St Clair misses the mark on both ends. In
“The Jungle” we watch Jurgis go from a happy, healthy, family man with goals
and dreams to a poor, lonely retch. The
women are taking care of him. He still
can’t find decent work, and now he’s devout disciple of the church of
socialism. To American readers this is
not a pleasant image to close out the book with it therefore has not point at
all. Socialism doesn’t make Jurgis’s live
better. All it does is give him a tool
with which fight with, and a club to be a part of.
Perhaps, St. Clair would have had better results by showing how Jurgis’s
over health had and standing in life was improved by Socialist programs – which
granted would have been difficult since no such programs existed at the time.
At
the end of Uncle Tom’s Cabin, despite the necessity of the martyr, a majority
of characters find happiness. After hearing the story of so many mothers ripped
from their babes, an entire family is restored and live free. Stowe even furthers her point that these good
Christian people had to leave their homes in America in order to find happiness
elsewhere in the world. These endings leave the reader feeling good, but still
understanding the plight of the rest of the unfortunates is still real and
serious. They make people want to retell
the story to others.
Conclusion
Stowie’s
book was better received because it used a theme her audience could accept, and
she only tried to solve one problem at a time.

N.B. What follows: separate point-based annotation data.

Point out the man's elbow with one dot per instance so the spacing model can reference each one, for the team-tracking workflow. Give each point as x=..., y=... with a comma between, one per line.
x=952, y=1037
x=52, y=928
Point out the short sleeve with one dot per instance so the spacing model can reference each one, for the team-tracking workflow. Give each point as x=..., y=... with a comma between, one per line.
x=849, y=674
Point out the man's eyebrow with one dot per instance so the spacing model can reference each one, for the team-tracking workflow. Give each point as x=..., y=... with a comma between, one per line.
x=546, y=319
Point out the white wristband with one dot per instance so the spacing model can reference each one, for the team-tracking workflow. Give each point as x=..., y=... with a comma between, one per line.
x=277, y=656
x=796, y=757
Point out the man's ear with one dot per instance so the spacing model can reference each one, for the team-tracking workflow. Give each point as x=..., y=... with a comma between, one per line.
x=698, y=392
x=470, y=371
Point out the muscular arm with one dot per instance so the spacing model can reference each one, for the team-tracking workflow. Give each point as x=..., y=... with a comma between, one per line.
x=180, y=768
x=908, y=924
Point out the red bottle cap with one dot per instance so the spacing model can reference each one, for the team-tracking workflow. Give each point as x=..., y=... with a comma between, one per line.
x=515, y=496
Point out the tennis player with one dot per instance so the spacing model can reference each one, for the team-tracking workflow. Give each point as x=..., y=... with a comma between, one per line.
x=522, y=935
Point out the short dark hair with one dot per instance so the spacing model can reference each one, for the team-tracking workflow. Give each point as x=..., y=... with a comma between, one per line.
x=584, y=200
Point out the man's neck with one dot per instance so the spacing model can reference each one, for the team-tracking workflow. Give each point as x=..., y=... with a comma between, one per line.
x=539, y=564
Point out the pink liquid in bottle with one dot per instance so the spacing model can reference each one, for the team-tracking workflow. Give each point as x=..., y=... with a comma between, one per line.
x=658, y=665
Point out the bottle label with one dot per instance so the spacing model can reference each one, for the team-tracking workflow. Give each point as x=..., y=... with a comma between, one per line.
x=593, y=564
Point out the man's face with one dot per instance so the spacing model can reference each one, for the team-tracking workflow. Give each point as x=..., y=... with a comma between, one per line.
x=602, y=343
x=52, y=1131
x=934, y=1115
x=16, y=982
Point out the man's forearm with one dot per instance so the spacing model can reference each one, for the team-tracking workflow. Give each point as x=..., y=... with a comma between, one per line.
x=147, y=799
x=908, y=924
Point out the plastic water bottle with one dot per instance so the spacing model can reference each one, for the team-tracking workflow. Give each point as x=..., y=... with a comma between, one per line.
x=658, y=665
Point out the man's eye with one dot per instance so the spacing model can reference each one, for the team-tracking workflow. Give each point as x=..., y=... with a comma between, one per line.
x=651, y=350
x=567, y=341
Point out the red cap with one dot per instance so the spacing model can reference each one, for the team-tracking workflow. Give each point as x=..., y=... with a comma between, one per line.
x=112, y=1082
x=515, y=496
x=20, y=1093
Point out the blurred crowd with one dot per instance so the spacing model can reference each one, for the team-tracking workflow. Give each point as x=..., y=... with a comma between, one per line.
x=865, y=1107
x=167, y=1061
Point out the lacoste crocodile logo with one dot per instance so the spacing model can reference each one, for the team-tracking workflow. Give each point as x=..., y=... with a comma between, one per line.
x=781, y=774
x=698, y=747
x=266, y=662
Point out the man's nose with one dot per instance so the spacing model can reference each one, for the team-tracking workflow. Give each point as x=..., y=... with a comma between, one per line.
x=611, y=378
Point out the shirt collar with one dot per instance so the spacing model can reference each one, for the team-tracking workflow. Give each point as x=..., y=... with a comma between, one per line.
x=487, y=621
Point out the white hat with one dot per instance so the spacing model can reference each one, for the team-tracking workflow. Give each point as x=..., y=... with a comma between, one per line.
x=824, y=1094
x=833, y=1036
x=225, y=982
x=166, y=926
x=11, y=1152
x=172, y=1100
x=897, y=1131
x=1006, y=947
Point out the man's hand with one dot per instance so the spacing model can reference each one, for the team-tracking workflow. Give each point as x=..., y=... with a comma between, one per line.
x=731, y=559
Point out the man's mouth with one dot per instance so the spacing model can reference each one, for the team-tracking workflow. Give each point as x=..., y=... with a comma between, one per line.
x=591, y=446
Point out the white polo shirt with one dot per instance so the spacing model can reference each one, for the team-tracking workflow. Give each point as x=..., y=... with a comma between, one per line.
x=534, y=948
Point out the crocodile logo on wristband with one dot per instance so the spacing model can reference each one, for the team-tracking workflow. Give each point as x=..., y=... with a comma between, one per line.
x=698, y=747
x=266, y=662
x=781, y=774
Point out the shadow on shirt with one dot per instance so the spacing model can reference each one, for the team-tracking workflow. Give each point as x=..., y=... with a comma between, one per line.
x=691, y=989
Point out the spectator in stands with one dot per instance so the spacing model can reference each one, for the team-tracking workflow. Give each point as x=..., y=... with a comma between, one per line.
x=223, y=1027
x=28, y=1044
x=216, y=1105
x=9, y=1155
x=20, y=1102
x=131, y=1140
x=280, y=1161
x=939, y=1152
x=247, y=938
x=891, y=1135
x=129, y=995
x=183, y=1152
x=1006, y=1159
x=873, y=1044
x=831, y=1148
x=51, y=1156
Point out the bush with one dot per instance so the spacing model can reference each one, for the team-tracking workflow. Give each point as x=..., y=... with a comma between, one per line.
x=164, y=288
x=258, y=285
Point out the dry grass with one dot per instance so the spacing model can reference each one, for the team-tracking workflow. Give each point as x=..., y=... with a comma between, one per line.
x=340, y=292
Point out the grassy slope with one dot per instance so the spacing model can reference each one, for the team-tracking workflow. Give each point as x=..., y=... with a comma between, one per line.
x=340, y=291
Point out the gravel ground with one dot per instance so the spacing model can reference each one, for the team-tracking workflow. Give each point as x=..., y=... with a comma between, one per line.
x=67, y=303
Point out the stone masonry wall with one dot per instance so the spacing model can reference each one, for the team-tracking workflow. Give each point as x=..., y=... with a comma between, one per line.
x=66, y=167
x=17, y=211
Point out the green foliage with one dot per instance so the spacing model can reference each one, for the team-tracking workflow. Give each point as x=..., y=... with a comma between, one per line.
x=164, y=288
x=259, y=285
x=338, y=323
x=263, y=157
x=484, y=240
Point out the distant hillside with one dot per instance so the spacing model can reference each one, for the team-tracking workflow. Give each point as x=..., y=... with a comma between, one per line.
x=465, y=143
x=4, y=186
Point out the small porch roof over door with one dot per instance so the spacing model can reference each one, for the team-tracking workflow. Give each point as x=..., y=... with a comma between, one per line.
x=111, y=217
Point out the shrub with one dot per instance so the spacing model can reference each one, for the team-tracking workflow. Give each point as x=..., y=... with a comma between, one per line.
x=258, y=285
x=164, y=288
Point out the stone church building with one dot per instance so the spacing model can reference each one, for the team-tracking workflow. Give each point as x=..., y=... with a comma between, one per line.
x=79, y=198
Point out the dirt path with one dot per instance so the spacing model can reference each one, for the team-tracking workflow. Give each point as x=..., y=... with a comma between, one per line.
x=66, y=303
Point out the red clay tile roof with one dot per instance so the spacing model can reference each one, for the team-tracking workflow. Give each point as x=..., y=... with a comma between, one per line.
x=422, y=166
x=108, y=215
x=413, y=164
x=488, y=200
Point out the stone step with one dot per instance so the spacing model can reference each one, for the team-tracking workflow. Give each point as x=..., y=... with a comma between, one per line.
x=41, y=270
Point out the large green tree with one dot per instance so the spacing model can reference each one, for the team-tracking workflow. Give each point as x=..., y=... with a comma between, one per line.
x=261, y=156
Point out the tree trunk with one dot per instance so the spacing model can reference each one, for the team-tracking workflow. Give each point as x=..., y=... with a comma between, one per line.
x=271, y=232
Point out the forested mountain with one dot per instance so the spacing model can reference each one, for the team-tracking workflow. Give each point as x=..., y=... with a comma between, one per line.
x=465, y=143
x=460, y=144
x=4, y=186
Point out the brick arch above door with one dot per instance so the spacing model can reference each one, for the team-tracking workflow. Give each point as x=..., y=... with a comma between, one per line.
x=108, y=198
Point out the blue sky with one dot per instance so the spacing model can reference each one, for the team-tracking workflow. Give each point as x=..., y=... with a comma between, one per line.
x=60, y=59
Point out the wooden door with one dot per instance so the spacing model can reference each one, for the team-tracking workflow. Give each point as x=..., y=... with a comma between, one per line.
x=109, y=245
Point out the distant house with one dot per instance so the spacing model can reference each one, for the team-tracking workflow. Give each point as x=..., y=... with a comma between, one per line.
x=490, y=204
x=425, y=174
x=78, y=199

She didn’t try to tackle everything that was wrong with the economics of
slavery, only that slavery was an unnecessary evil that threatened to the souls
of every Christian in the country. Also
she didn’t write her book to entertain the slaves; she wrote it to educate the
slave owners and free thinkers. And
lastly, despite the horrors of slavery her book presented she still brought it
to a satisfying and pleasant ending, which is just good politics for an
American writer.
So
if one wants to push for great change in a story, pick a focus, use a theme the
majority can accept, and aim for the readers who can do something about
it. Also don’t forget to leave an
ending that is memorable and satisfying.